The content of the compromise bill is not yet clear, but it appears to dramatically reduce any sanctions against draft-dodging and to allow near-automatic granting of draft exemptions to ultra-Orthodox seminary students.
The compromise bill is set to be raised in the Ministerial Committee for Legislation on Sunday, which meets after the weekly morning cabinet meeting.
Netanyahu is thought to want elections following a series of polls that indicated public support from him was strong despite a series of corruption investigations.
Earlier this week, a Channel 10 survey found that Netanyahu’s Likud would receive 29 seats, one less than it currently has in the Knesset.
Yesh Atid would win 24 seats (11) if fresh elections were held, while the Zionist Union would plunge to 12 seats (24).

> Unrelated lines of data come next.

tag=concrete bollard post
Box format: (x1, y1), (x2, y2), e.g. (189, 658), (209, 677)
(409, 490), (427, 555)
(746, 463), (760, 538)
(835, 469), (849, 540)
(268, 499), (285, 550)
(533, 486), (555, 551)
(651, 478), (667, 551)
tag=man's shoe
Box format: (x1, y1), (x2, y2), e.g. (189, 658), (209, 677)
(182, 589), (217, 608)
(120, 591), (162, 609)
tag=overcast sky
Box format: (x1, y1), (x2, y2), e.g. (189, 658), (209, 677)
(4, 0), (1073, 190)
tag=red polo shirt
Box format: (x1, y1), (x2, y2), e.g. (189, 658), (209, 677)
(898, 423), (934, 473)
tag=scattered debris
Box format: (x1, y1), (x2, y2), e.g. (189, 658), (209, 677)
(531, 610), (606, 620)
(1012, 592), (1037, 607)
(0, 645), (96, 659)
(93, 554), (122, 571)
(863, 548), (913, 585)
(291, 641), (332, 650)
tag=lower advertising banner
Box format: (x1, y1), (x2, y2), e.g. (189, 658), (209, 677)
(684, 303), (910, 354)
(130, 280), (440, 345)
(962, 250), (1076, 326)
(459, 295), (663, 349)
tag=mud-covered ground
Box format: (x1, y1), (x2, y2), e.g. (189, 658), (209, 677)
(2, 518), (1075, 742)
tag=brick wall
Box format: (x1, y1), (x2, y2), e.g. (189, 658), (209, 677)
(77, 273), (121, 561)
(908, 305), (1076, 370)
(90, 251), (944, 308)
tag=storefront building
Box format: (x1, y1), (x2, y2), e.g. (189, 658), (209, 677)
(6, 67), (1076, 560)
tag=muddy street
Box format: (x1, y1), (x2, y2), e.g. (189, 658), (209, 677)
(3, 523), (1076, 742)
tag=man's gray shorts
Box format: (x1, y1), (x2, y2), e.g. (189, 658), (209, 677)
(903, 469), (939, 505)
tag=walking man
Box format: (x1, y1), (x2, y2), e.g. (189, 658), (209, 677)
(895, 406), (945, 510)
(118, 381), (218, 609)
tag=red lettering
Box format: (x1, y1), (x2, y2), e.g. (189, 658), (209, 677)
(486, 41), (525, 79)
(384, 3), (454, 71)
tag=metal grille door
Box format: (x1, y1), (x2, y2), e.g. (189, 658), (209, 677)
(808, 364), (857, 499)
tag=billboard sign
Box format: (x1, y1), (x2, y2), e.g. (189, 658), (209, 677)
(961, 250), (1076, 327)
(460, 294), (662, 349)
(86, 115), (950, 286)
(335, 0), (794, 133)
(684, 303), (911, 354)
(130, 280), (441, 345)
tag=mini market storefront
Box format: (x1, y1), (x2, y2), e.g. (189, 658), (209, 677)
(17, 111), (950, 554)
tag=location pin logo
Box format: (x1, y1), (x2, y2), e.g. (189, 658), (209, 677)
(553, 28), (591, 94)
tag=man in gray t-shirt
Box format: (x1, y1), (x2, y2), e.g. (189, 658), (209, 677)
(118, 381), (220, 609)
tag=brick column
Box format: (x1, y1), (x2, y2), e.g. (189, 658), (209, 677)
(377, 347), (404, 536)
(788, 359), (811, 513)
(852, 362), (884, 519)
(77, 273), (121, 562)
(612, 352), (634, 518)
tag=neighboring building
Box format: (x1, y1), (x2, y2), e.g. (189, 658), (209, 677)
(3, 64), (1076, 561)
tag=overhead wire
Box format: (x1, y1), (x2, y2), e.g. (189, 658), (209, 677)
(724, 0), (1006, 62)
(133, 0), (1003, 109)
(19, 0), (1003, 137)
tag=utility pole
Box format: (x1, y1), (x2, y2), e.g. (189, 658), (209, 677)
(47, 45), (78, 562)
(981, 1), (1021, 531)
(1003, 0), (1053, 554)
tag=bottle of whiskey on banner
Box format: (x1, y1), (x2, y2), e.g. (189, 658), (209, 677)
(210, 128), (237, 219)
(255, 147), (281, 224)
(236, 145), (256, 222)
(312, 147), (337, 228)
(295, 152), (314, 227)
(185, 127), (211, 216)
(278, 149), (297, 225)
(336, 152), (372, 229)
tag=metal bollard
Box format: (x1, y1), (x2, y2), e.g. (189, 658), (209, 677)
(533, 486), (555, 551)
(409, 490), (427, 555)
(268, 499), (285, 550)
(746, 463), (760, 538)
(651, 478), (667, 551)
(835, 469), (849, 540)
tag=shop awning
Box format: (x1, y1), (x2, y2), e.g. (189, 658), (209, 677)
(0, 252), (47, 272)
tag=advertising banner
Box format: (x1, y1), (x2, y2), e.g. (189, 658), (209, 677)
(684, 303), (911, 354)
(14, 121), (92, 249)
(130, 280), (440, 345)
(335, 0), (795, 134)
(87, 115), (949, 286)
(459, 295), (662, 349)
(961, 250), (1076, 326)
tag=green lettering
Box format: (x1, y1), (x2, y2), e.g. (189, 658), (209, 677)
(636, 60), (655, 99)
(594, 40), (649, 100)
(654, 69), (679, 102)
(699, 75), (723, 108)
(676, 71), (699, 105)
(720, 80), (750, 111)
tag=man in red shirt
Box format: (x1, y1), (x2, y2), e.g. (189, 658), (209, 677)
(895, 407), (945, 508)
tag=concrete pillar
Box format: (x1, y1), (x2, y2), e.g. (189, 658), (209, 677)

Last month, police recommended Netanyahu be indicted in a pair of corruption investigations, known as Cases 1000 and 2000.
He is also a suspect in the Case 4000 investigation that involves suspicions that Bezeq’s controlling shareholder, Shaul Elovitch, ordered the Walla news site, which he owns, to grant positive coverage to the Netanyahus in exchange for the prime minister’s advancement of regulations benefiting him financially.
In Case 1000, Netanyahu and his wife are suspected of receiving illicit gifts from billionaire benefactors, amounting to some NIS 1 million ($282,000) worth of cigars and champagne from the Israeli-born Hollywood producer Arnon Milchan and Australian resort owner James Packer, in return for certain benefits.
Case 2000 involves a suspected illicit quid-pro-quo deal between Netanyahu and Yedioth Ahronoth newspaper publisher Arnon Mozes that would have seen the prime minister weaken a rival daily, the Sheldon Adelson-backed Israel Hayom, in return for more favorable coverage from Yedioth.
Earlier this week, a former Netanyahu family top media adviser, Nir Hefetz, became the third former close aide to the prime minister to agree to cooperate with police.
He has reportedly promised to provide police with incriminating text messages and recordings of Netanyahu and his wife in several criminal cases, including Case 4000 and Case 1000.